(in. Factuality; al. Tatsächlichkeit; it. Fatticita).
Husserl deu esse nome ao modo de ser do fato, enquanto essencialmente “casual”, ou seja, porquanto pode ser diferente do que é (Ideen, I, § 2). Heidegger fez a distinção entre a “factualidade do factum brutum de uma simples presença”, de uma coisa, e a facticidade da existência (Sein und Zeit, § 29). [Abbagnano]

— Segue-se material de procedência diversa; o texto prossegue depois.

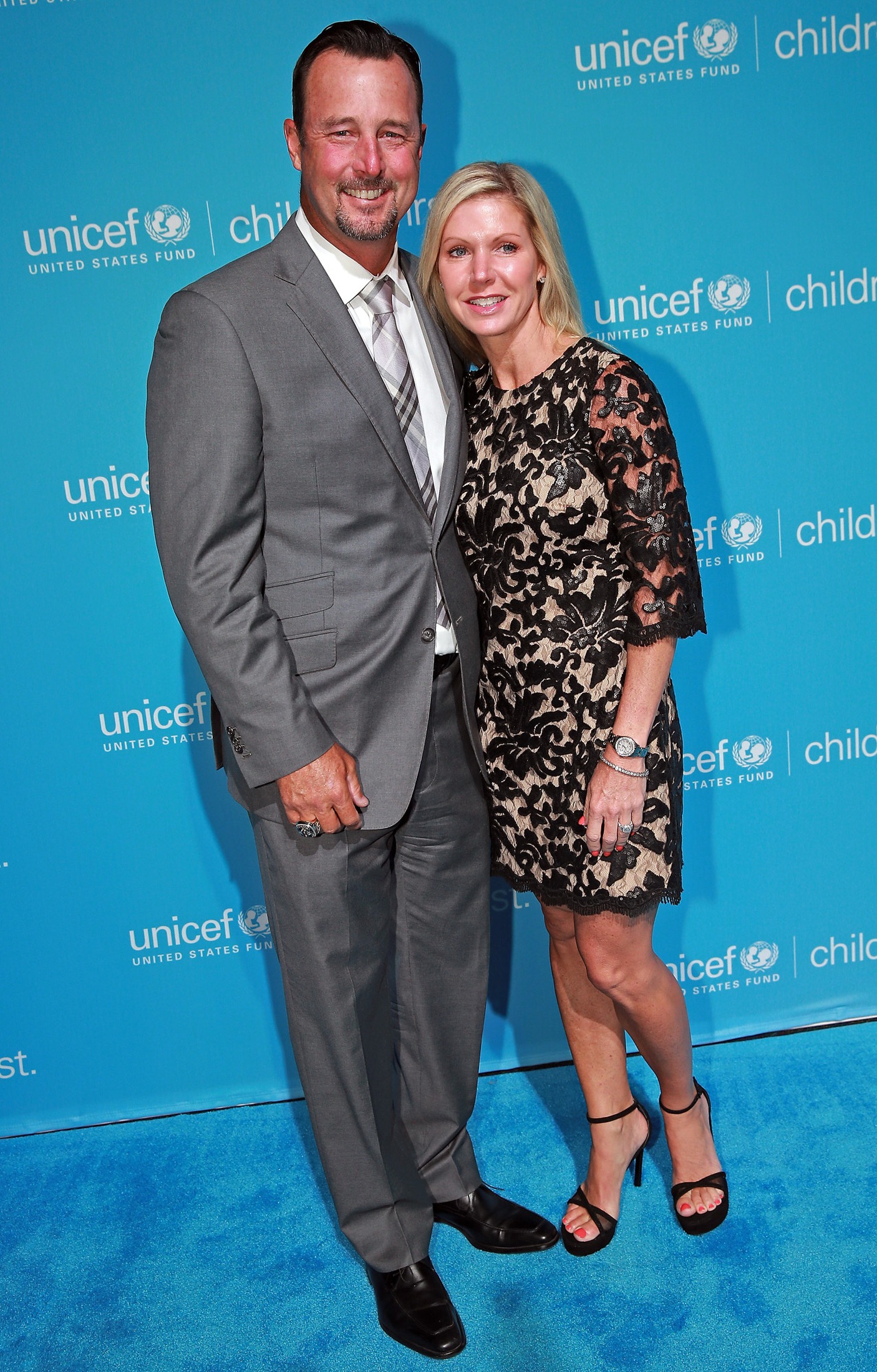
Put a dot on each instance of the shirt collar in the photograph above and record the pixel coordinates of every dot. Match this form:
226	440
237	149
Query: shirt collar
349	278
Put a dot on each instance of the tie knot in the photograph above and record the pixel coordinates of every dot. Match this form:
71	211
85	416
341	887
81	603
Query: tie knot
378	296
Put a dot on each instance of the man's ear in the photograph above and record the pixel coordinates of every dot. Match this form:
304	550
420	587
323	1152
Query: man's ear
294	143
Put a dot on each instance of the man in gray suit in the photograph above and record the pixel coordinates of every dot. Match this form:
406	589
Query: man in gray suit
306	452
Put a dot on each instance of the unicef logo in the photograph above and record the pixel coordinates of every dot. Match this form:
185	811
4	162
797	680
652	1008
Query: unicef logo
729	292
759	957
254	921
167	224
715	39
742	530
752	751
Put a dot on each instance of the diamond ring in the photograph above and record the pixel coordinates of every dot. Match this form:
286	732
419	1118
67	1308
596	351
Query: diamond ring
309	829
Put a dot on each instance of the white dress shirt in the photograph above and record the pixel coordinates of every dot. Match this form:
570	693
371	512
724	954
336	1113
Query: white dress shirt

Como pode a facticidade adquirir o caráter de princípio, adquirir o caráter de “ponto de partida” primeiro e determinante? O que significa “fato”, nesse contexto, não é a facticidade dos fatos estranhos, dos quais pensamos ter dado conta à medida que aprendemos a explicá-los. Trata-se da factualidade das crenças, valorações, usos partilhados por todos nós; é o paradigma de tudo que constitui nosso sistema de vida. A palavra grega que designa o paradigma dessas factualidades é o conhecido termo ethos, o ser que se consegue com o exercício e o hábito. Aristóteles é o fundador da ética porque deu realce a esse caráter da factualidade como sendo decisivo. No caso de a possuirmos, a phronesis, essa racionalidade responsável, é a garantia de que esse ethos não é um mero adestramento ou adaptação e nada tem a ver com o conformismo de uma consciência duvidosa. Não é um dom natural. O partilhar uma crença e decisões comuns em intercâmbio com os semelhantes e em convivência na sociedade e no estado não é, pois, conformismo. Constitui a dignidade do [326] ser-próprio e da autocompreensão humanos. A pessoa que não é associai acolhe sempre o outro e aceita o intercâmbio com ele e a construção de um mundo comum de convenções. [Gadamer, VERDADE E MÉTODO II OUTROS 23].